CLEMENS BILAN / KEYSTONE
Ce à quoi nous assistons actuellement, c’est la politisation totale de la chambre à coucher. Dès que des accusations de violence domestique atteignent la sphère des médias à sensation, un mécanisme se met en marche qui hisse immédiatement le cas individuel à une dimension démesurée. L’objectif de l’accompagnement médiatique n’est que rarement la recherche de la vérité dans le cas concret Ulmen. L’exemple médiatique sert plutôt de carburant pour un récit plus vaste: celui de « l’homme toxique ».
Dans les grands médias de référence allemands, l’affaire n’est depuis longtemps plus traitée comme une tragédie individuelle. Dans le Spiegel, par exemple, on parle d’un « problème structurel » – à savoir du « patriarcat ». La direction est ainsi donnée: lorsqu’un intellectuel célèbre, supposément « sensible » comme Ulmen, tombe sous le coup du soupçon, alors – telle est la logique implicite des commentateurs – le danger doit guetter chez chaque homme. Le cas individuel devient statistique, l’émotion devient preuve.
Un État de droit en recul
Le problème de cette dynamique n’est pas la couverture médiatique de la violence faite aux femmes – celle-ci est un problème réel qui exige des réponses conséquentes de l’État de droit. Le problème, c’est la présomption de culpabilité qui réduit l’État de droit à l’insignifiance. Sur les réseaux sociaux, la présomption d’innocence est depuis longtemps considérée comme un obstacle gênant. Quiconque appelle à la nuance tombe aussitôt sous le soupçon de « culpabilisation de la victime ».
Or les faits montrent une réalité bien plus complexe. Le criminologue Michael Bock souligne depuis des années que la violence au sein des couples se manifeste souvent sous la forme de « violence situationnelle de couple », à laquelle les deux partenaires participent. Mais de telles mises en perspective scientifiques dérangent le récit du « monstre chez l’homme ». À la place, on lit dans des blogs et des chroniques des phrases comme: « Nous devons cesser de trouver des excuses aux hommes qui abusent de leur pouvoir » – une formulation qui présuppose déjà la culpabilité alors même que l’enquête est encore en cours.

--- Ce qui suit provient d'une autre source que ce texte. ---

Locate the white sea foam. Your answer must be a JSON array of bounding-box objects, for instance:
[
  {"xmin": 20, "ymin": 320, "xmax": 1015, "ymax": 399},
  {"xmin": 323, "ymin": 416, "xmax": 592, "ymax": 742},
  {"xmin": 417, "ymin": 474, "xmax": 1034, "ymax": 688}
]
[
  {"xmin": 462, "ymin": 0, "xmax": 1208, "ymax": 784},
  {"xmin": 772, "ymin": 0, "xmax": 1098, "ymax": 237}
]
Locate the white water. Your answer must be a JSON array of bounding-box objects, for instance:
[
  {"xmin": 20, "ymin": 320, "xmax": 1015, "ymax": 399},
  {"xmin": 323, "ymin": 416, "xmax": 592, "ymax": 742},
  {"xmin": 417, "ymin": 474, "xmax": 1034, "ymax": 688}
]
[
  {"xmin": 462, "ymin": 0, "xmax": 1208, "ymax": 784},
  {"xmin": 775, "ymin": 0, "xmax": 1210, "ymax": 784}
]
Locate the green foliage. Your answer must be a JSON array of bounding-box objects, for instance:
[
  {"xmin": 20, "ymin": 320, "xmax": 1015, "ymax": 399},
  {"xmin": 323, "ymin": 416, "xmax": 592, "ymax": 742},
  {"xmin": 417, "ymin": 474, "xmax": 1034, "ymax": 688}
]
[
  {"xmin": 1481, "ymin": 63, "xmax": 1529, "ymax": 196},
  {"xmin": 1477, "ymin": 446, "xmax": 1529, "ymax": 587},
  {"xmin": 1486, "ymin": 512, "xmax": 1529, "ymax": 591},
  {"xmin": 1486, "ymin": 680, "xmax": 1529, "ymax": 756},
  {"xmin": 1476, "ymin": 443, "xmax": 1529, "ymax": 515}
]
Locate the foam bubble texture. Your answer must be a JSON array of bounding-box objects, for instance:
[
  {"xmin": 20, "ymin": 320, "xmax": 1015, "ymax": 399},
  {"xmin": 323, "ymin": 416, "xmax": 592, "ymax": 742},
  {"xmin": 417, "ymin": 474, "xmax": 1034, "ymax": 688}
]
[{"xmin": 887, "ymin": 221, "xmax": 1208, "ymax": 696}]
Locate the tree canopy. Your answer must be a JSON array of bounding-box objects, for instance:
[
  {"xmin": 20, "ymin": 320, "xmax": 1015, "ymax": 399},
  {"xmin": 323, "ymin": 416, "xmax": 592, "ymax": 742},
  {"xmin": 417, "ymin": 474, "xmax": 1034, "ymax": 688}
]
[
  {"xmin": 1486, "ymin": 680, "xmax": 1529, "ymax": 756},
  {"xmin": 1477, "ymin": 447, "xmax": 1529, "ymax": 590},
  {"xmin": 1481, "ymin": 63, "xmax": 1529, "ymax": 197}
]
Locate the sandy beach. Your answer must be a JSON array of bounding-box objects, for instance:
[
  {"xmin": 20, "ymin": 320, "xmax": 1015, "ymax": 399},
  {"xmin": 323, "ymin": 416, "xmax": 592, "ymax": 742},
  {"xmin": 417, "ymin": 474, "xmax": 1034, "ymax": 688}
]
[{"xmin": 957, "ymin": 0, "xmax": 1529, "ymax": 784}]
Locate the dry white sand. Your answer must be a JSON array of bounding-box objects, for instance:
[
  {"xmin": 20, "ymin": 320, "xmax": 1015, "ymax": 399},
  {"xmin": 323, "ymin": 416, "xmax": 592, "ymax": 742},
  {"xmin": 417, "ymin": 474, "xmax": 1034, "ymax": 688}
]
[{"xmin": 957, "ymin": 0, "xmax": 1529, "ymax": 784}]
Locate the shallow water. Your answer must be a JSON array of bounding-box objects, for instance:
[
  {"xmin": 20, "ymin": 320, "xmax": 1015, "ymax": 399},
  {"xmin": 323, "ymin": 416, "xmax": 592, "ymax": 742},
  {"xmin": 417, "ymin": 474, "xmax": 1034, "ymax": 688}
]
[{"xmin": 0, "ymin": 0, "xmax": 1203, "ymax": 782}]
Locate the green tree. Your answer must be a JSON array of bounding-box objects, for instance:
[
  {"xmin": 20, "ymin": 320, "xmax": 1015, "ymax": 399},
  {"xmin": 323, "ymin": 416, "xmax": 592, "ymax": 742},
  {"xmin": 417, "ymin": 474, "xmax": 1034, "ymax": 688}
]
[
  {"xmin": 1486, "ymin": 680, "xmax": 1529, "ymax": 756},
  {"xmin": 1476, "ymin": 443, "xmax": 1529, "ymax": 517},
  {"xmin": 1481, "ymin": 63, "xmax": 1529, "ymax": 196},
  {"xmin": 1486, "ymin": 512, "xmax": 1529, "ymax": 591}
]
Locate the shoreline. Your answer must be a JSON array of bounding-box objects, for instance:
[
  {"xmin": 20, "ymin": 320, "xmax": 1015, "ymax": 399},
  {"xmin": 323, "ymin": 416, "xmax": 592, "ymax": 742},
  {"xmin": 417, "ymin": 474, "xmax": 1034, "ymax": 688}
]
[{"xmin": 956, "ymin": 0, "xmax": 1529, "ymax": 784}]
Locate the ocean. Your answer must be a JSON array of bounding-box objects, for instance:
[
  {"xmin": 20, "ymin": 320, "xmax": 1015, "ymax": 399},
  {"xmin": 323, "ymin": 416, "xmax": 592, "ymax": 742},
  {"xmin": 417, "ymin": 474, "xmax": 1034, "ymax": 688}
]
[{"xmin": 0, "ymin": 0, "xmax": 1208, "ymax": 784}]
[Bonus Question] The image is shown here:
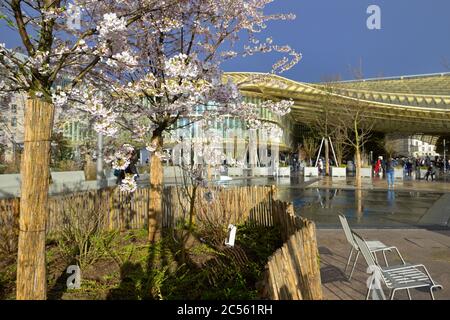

Cette instrumentalisation suit un scénario qui transforme la culpabilité individuelle en culpabilité collective. Lorsque des formats médiatiques comme Zeit Online prennent l’affaire comme prétexte pour faire la leçon sur le « gaslighting », ils ne rendent service ni à la vérité ni aux véritables victimes. On suggère que derrière chaque porte close dans le milieu bourgeois se cache un auteur potentiel. Ainsi, on sème la méfiance au cœur même du fondement de la société: la relation entre l’homme et la femme. Une dispute conjugale concrète est érigée en crise systémique.
Les preuves d’une surréaction
L’absurdité du débat se révèle dans la rapidité de la formation des jugements. Tandis que la justice a besoin de mois, les plateformes en ligne produisent, à l’heure, des analyses sur les « signes de masculinité toxique ». On cite des psychologues qui n’ont jamais rencontré le couple pour établir des diagnostics à distance sur une dynamique relationnelle détruite.
Cette surinterprétation massive doit être critiquée. Un conflit qui a dégénéré entre deux individus ne constitue pas une preuve de l’échec de tout un ordre entre les sexes.
On n’est pas obligé d’aimer Christian Ulmen, et il faut prendre au sérieux les accusations de violence. Mais il faut refuser d’accepter que cette affaire serve de munition pour une croisade sociétale. Si chaque homme est placé sous suspicion générale dès qu’un mariage échoue, nous quittons le terrain de l’État de droit.
La Weltwoche plaide pour un retour au sens des réalités: laissons aux tribunaux le soin de rendre la justice. Tout le reste n’est pas du journalisme, mais une participation à un lynchage médiatique qui, au final, ne connaît que des perdants – à commencer par la justice.